Traditional effectiveness of motion-based video segmentation systems depends on the quality of the motion analysis, which is performed to estimate the motion models between a pair of consecutive frames. That is, a process of determining the corresponding relationship between the locations of a scene point in two consecutive frames. However, in real imagery, it is difficult to determine the multiple motion models because the different objects in a scene have different motions. Traditional, optical flow techniques usually do not work well because the intervals between image acquisitions are not small enough in many applications.
Although estimation techniques based on texture point correspondence do not fail in such applications, it is still difficult to extract multiple global motion models due to the mismatches in point correspondences. These mismatches originate from the image noise, as well as the matching uncertainty, commonly referred to as the “aperture problem.”
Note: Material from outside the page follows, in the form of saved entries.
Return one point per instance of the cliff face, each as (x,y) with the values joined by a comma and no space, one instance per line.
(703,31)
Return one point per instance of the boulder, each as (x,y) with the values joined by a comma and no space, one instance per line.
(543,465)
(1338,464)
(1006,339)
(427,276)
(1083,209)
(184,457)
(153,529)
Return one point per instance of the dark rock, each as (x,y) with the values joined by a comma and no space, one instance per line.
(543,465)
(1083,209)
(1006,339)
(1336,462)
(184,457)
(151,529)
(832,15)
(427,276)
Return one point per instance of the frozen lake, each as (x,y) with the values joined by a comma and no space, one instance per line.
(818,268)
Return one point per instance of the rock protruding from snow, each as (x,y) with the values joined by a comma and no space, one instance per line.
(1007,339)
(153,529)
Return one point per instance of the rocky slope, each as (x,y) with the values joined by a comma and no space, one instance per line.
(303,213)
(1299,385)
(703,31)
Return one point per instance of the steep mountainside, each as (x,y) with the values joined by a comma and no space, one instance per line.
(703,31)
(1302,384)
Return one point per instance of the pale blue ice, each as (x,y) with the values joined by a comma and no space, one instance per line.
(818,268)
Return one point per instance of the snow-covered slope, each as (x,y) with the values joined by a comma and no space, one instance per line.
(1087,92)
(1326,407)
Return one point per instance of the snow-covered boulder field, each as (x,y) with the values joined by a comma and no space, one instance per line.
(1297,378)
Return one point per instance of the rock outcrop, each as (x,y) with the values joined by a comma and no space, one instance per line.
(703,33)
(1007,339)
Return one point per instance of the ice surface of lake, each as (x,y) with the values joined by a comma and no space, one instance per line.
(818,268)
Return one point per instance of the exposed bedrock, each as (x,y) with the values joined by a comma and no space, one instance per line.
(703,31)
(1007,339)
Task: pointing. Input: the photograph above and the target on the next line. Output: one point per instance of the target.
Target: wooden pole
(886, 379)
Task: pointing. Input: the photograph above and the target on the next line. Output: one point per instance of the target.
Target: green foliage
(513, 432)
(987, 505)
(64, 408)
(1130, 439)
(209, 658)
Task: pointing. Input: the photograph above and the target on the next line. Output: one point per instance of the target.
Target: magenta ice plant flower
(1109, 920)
Variations of Hough transform (HT) have been used to solve the problem of video motion analysis using four-dimensional voting arrays for video motion analysis, under the same conventional principle of using two-dimensional voting arrays for straight line detection. Along with the problem of being insensitive to the imperfect data or noise, using conventional implementations of Hough transform comes at the cost of storage (due in part to the size of the voting arrays) and extensive computation. In addition, these memory and computational consumption problems drastically increase if the number of model parameters increase as is the case of motion analysis.